Amid concerns over foreign portfolio investors selling equities, the Sebi’s whole-time member said the overall flows are not as bad as one would imagine and stressed that they “remain invested” in India. The unregistered investment advisors and research analysts are a “menace” who are cashing in on the rising interest in investments, he said.

“Since October 2024, Sebi has worked with social media companies to bring down over 70,000 misleading handles/posts,” he said while addressing an event organised by registered investment advisors here.

He sought the advisors’ help in ensuring compliance and mentioned the UPI ‘Payright’ handle to help identify Sebi-registered entities and the optional Centralised Fee Collection Mechanism as Sebi’s efforts in the direction.

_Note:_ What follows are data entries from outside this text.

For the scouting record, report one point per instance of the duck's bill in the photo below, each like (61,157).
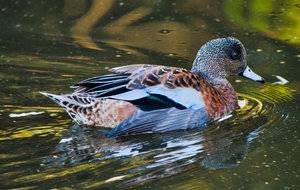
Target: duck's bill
(248,73)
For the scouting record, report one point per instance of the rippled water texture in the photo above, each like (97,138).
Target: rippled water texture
(50,45)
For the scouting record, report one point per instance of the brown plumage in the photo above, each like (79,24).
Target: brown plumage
(111,99)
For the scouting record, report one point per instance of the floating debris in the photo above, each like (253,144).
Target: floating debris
(281,81)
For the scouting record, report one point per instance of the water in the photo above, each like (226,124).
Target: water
(50,45)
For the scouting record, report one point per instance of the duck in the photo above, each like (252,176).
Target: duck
(144,98)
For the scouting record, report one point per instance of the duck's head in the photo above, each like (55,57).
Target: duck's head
(223,57)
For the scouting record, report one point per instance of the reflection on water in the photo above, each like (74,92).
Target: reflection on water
(50,45)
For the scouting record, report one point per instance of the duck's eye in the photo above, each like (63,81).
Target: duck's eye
(234,52)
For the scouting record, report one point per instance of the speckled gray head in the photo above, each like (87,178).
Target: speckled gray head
(222,57)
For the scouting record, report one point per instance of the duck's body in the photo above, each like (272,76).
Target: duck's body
(153,95)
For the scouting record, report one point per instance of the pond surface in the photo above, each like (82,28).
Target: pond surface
(50,45)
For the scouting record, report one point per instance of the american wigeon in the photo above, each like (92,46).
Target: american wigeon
(145,98)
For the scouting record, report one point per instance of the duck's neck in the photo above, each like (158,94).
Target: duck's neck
(224,100)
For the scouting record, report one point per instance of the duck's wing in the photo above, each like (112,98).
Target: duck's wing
(160,121)
(111,84)
(145,84)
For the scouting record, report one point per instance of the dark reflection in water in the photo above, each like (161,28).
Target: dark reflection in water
(48,45)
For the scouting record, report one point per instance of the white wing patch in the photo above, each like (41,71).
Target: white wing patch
(187,97)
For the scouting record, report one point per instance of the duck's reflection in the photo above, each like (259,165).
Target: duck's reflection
(214,147)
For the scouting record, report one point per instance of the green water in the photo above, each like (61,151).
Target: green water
(50,45)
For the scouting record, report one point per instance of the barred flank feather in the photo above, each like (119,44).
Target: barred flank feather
(93,111)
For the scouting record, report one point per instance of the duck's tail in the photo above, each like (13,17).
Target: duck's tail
(75,106)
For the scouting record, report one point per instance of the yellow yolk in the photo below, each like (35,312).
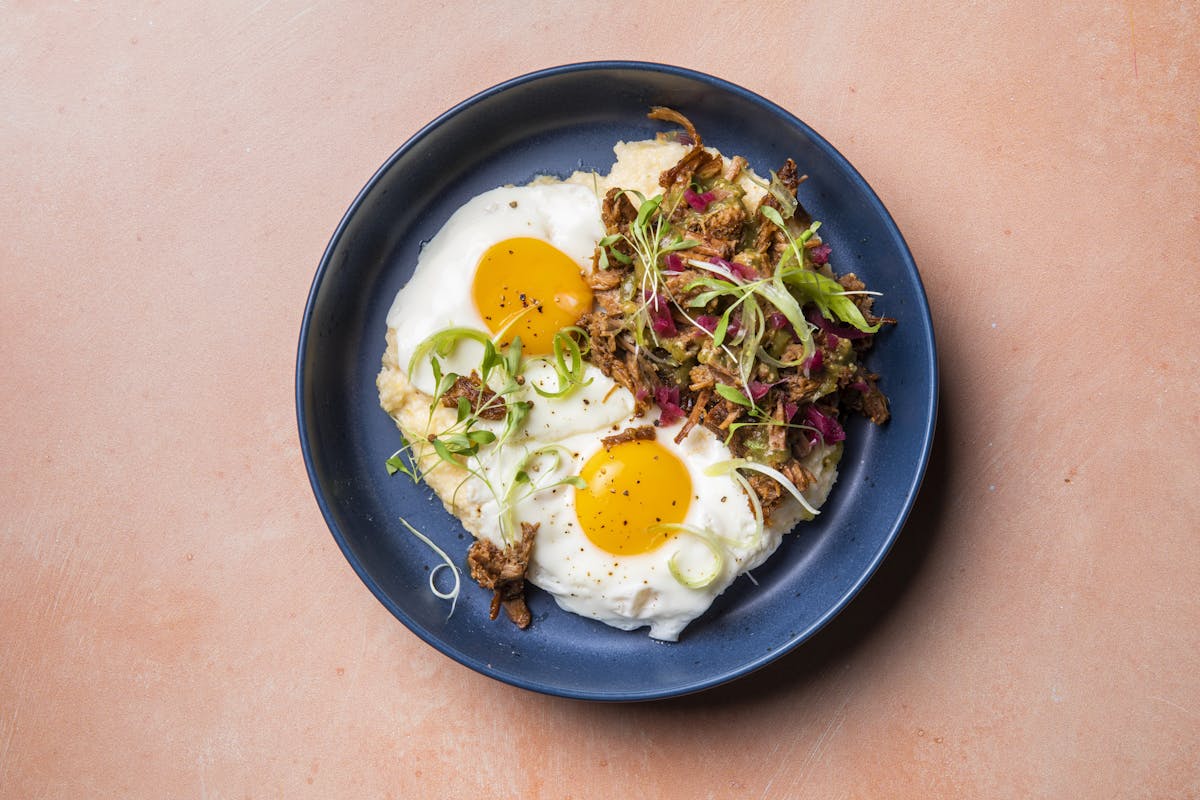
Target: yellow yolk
(533,283)
(631,487)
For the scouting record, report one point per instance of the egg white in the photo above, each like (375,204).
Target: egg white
(625,591)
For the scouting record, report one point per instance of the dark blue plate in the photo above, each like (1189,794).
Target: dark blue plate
(553,122)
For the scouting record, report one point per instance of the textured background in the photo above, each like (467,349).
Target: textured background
(178,621)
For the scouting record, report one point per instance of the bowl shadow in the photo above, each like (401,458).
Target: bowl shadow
(868,612)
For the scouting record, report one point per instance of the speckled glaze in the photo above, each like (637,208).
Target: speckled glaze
(177,619)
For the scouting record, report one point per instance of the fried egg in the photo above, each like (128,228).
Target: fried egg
(659,529)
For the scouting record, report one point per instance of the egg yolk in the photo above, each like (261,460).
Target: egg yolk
(532,286)
(631,487)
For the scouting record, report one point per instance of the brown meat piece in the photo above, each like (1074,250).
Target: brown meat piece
(801,389)
(777,434)
(725,223)
(641,433)
(484,402)
(503,571)
(771,493)
(617,210)
(610,300)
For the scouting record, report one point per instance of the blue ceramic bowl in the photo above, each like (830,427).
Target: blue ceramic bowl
(556,121)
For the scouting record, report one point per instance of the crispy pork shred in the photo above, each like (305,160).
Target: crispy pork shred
(503,571)
(673,323)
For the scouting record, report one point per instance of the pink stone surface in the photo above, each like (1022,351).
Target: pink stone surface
(175,618)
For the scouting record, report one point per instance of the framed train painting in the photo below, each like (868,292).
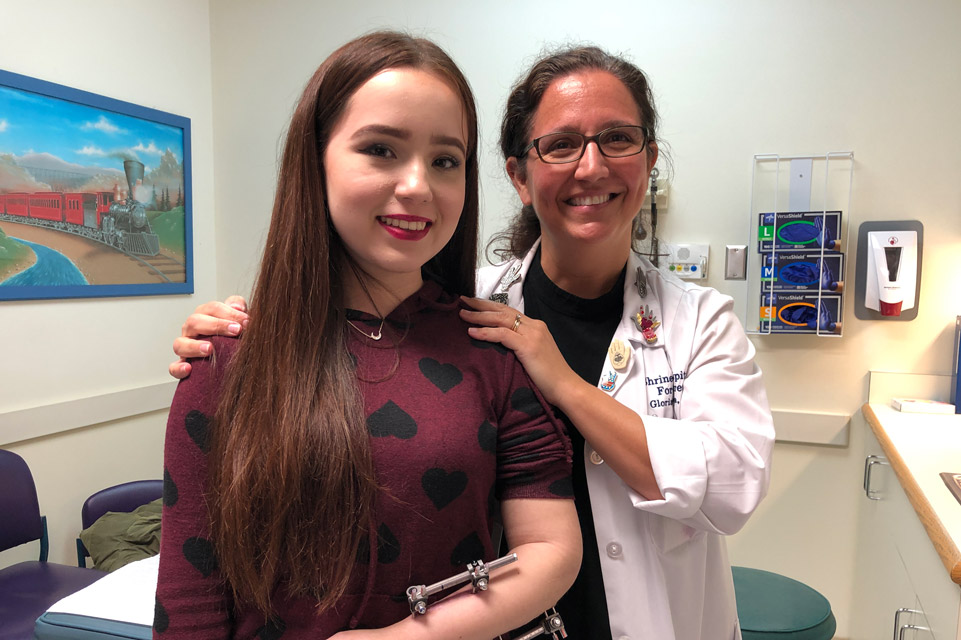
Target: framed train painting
(95,195)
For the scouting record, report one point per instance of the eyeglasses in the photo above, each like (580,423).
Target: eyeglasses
(567,146)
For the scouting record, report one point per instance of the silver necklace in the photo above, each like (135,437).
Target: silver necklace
(373,336)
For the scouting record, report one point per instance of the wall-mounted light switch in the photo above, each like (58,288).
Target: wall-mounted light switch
(735,262)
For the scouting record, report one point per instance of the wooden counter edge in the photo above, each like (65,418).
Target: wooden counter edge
(947,550)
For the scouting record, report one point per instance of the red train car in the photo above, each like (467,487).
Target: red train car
(47,206)
(17,204)
(81,209)
(104,200)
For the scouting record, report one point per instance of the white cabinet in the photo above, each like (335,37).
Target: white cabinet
(903,591)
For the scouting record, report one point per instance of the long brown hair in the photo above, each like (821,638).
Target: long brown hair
(292,483)
(522,104)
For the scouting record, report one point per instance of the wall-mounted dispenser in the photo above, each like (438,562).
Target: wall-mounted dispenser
(888,277)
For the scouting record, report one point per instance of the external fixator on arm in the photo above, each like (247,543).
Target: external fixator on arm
(478,574)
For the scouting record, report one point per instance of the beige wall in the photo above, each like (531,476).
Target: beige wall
(152,54)
(876,77)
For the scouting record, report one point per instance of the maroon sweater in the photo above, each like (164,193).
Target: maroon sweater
(457,426)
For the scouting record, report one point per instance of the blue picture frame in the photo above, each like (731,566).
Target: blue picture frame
(95,195)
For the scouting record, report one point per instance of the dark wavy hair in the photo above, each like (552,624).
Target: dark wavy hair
(522,103)
(292,483)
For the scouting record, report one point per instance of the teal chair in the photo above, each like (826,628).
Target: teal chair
(774,607)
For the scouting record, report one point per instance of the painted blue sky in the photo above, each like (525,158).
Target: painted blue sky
(78,134)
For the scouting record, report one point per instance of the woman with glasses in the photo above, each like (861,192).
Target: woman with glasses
(654,376)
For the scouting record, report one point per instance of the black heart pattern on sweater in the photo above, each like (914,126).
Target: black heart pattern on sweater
(391,420)
(443,376)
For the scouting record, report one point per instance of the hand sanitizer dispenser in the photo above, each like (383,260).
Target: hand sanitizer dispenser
(889,270)
(892,270)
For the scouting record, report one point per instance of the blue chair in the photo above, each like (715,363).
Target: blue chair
(771,606)
(27,589)
(122,498)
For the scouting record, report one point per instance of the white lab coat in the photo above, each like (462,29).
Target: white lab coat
(664,562)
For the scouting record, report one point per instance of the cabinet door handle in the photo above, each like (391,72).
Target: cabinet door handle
(869,463)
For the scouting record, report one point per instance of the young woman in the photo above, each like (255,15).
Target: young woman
(373,453)
(665,405)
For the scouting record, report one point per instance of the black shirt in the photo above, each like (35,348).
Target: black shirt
(583,330)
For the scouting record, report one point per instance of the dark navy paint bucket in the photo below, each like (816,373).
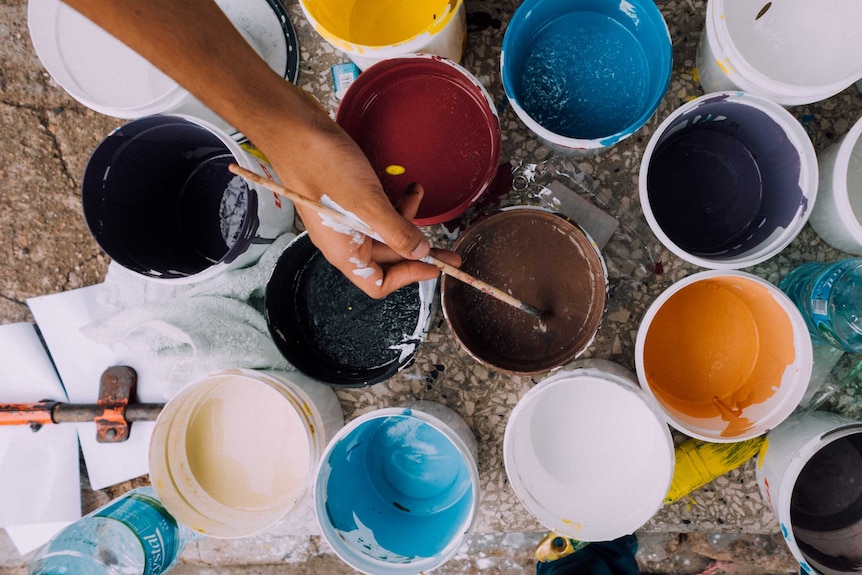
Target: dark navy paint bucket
(333,332)
(728,180)
(160,201)
(584,74)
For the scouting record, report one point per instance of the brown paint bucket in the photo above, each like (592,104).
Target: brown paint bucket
(543,259)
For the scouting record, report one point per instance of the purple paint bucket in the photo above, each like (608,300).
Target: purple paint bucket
(428,120)
(728,180)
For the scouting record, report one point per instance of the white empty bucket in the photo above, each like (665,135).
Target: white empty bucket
(837,215)
(105,75)
(235,452)
(398,489)
(810,472)
(793,52)
(588,453)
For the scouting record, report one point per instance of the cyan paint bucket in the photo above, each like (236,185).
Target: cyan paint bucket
(457,156)
(837,215)
(568,281)
(235,452)
(585,74)
(368,31)
(728,180)
(810,472)
(160,201)
(726,355)
(330,330)
(107,76)
(792,52)
(398,489)
(588,453)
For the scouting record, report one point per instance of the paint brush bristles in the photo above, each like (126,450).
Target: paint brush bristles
(365,230)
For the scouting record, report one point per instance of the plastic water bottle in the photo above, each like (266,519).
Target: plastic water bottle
(830,298)
(131,535)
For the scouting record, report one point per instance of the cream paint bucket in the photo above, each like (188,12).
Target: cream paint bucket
(105,75)
(371,30)
(235,452)
(792,52)
(810,472)
(837,215)
(726,355)
(728,180)
(588,453)
(397,491)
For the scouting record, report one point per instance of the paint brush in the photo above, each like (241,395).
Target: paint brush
(360,227)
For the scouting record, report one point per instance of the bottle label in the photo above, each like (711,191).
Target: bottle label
(155,528)
(820,292)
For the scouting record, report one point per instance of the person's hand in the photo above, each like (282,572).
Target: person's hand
(326,165)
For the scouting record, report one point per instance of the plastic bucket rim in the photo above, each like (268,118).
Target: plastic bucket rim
(835,429)
(804,356)
(782,92)
(177,485)
(410,45)
(489,111)
(841,192)
(510,370)
(576,144)
(242,158)
(808,179)
(530,501)
(360,377)
(349,555)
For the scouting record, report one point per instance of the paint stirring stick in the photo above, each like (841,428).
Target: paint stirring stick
(360,227)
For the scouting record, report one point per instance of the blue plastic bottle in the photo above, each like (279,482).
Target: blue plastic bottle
(131,535)
(830,298)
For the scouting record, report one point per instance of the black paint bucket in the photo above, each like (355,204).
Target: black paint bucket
(160,201)
(332,331)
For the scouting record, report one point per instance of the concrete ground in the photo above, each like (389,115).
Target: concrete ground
(45,248)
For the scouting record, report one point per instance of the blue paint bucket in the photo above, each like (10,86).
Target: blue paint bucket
(398,489)
(585,74)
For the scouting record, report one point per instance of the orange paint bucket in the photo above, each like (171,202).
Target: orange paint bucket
(725,354)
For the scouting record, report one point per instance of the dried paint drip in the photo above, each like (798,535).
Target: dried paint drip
(567,280)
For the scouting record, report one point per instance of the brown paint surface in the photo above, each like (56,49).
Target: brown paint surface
(717,347)
(542,259)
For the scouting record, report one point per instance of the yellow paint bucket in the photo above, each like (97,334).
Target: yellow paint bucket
(371,30)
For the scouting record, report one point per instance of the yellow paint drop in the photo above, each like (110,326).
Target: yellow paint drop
(716,347)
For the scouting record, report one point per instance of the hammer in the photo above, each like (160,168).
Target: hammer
(113,413)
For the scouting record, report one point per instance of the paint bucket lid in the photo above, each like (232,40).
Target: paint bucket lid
(725,354)
(425,119)
(397,489)
(569,280)
(224,477)
(331,331)
(105,75)
(588,453)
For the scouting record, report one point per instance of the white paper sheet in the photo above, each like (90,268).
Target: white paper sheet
(38,470)
(81,362)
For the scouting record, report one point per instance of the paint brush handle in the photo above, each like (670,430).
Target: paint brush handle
(482,286)
(364,229)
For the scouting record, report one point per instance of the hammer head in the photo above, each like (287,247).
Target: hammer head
(116,390)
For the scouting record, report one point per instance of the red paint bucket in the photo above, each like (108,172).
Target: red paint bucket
(425,119)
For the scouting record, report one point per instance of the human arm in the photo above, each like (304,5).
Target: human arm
(194,42)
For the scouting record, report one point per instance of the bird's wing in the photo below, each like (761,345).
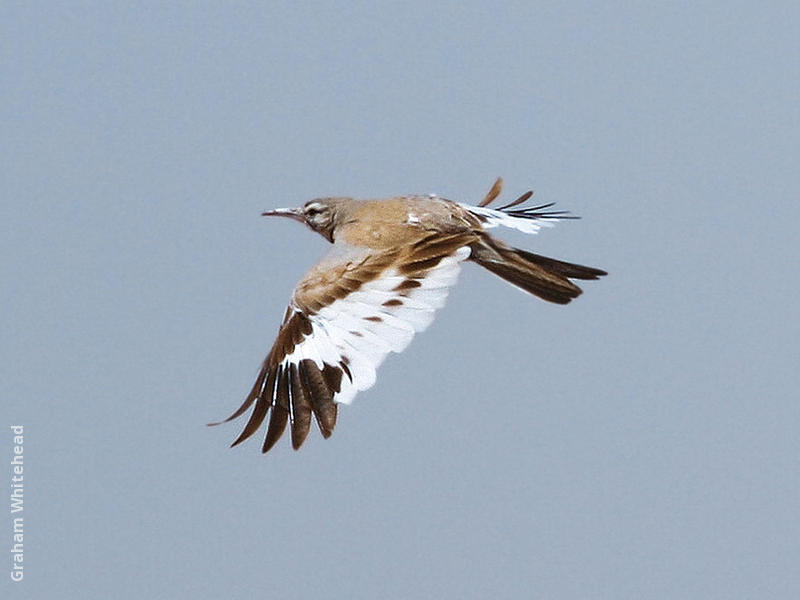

Narayan also offered a nuanced take on the FPI outflows, stressing that the situation is not as bad, but added that we should not be complacent as India needs foreign savings.

“Notwithstanding recent trends, overall, FPI flows have not been as bad as one might perhaps imagine today,” Narayan said. As of February 2025, FPIs held Rs 62 lakh crore or over $700 billion of Indian equities, and about Rs 5.9 lakh crores or $68 billion in debt, he said.

The last five years have seen $54 billion of foreign flows into equity and debt, which is much higher than the $19 billion in the prior five years, he said.

The onus is on us, and we will need to deliver sustained growth, stable macros, and governance to keep their interest, he said.